Get an API key from Anyscale. You can get it [here](https://app.endpoints.anyscale.com/credentials). Replace in [hal-9100.toml](./hal-9100.toml) the `model_api_key` with your API key.
<details>
<summary>Usage w/ ollama</summary>
<p>
1. use `model_url = "http://localhost:11434/v1/chat/completions"`
2. set `gemma:2b` in [examples/quickstart.js](./examples/quickstart.js)
3. and run `ollama run gemma:2b & && docker compose --profile api -f docker/docker-compose.yml up`
</p>
</details>
Install OpenAI SDK: `npm i openai`
Start the infra:
```bash
docker compose --profile api -f docker/docker-compose.yml up
```
Run the [quickstart](./examples/quickstart.js):
```bash
node examples/quickstart.js
```
# 🤔 FAQ
<details>
<summary>Is there a hosted version?</summary>
No. HAL-9100 is not a hosted service. It's a software that you can deploy on your infrastructure. We can help you deploy it on your infrastructure. [Contact us](https://cal.com/louis030195/applied-ai).
</details>
<details>
<summary>Which LLM API can I use?</summary>
Examples of LLM APIs that does support OpenAI API-like, that you can use:
- ollama
- [MLC-LLM](https://github.com/mlc-ai/mlc-llm)
- [FastChat (good if you have a mac)](https://github.com/llm-edge/hal-9100/tree/main/examples/hello-world-mistral-curl)
- [vLLM (good if you have a modern gpu)](https://docs.vllm.ai/en/latest/getting_started/quickstart.html#openai-compatible-server)

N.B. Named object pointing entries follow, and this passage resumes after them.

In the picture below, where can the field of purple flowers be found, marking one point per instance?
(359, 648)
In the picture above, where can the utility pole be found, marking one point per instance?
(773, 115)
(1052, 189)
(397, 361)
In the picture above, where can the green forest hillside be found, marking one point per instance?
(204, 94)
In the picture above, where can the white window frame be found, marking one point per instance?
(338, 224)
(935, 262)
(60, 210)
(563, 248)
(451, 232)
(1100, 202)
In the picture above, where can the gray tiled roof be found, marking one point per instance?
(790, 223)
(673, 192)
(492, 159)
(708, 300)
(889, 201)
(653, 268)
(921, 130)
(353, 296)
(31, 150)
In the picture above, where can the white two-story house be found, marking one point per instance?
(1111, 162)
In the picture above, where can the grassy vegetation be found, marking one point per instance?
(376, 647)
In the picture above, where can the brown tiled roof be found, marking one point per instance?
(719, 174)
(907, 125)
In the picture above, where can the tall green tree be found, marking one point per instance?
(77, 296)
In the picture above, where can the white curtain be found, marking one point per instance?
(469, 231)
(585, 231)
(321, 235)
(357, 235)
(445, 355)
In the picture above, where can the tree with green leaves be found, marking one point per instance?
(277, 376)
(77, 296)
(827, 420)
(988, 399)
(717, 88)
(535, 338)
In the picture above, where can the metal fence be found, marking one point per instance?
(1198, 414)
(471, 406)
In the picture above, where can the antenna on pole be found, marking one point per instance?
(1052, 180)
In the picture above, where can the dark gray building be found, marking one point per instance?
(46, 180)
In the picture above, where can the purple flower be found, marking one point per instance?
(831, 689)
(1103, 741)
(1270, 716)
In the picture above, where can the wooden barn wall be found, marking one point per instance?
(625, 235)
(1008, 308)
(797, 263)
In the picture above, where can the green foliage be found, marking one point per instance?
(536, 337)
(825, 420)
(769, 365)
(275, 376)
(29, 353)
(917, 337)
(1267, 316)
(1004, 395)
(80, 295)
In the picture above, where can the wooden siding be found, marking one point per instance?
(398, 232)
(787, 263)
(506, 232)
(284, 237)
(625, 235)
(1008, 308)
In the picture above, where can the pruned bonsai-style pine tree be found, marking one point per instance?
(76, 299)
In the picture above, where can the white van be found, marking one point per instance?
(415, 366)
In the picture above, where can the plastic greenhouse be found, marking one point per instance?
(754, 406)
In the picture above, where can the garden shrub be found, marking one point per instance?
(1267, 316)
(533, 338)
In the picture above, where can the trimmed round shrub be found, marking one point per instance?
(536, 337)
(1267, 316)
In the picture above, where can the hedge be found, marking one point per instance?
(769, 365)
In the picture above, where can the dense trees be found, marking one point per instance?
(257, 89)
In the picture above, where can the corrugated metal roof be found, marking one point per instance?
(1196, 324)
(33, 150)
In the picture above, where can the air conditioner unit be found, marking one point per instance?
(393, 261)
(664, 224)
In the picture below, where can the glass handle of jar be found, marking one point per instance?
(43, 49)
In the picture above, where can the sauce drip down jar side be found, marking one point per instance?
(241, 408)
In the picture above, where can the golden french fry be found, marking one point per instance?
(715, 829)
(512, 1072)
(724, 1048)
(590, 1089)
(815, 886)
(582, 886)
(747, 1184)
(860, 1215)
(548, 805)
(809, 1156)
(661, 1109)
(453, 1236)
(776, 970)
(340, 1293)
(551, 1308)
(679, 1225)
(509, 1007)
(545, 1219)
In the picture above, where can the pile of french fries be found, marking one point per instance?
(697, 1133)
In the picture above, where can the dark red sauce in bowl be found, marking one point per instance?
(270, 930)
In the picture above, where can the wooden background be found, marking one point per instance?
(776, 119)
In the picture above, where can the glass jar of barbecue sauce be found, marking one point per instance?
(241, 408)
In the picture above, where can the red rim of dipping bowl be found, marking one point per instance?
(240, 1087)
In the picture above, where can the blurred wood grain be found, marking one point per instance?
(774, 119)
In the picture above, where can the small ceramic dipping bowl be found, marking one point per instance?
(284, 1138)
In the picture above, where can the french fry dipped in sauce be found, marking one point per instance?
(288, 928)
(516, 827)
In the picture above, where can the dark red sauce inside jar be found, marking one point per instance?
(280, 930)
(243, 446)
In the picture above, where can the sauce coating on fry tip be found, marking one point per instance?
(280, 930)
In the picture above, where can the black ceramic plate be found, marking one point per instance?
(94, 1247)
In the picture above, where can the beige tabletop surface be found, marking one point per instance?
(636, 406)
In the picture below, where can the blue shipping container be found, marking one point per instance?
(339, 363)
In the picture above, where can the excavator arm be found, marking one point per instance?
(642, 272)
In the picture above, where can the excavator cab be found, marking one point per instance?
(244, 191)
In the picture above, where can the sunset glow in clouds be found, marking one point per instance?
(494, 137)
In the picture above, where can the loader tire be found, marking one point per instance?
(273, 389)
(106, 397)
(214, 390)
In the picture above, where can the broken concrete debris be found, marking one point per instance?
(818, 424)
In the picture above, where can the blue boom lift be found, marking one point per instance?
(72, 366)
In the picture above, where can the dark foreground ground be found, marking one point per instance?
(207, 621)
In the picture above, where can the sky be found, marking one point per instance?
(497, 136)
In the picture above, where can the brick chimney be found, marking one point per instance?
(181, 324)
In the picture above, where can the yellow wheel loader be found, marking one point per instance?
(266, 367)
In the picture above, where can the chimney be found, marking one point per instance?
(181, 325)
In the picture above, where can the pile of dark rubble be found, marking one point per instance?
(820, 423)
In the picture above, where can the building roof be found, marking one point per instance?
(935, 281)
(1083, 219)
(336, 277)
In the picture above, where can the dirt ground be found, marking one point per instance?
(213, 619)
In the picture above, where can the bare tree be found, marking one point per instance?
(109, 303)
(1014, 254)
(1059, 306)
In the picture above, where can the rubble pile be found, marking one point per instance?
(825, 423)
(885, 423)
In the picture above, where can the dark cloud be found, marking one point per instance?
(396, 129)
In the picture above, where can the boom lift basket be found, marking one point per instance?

- [Perplexity API](https://github.com/llm-edge/hal-9100/tree/main/examples/hello-world-code-interpreter-mixtral-nodejs)
- Mistral API
- anyscale
- together ai
We recommend these models:
- mistralai/Mixtral-8x7B-Instruct-v0.1
- mistralai/mistral-7b
Other models have not been extensively tested and may not work as expected, but you can try them.
</details>
<details>
<summary>What's the difference with LangChain?</summary>
1. LangChain spans proprietary LLM and open source, among the thousands of things it spans. HAL-9100 laser focuses on Software 3.0 for the edge.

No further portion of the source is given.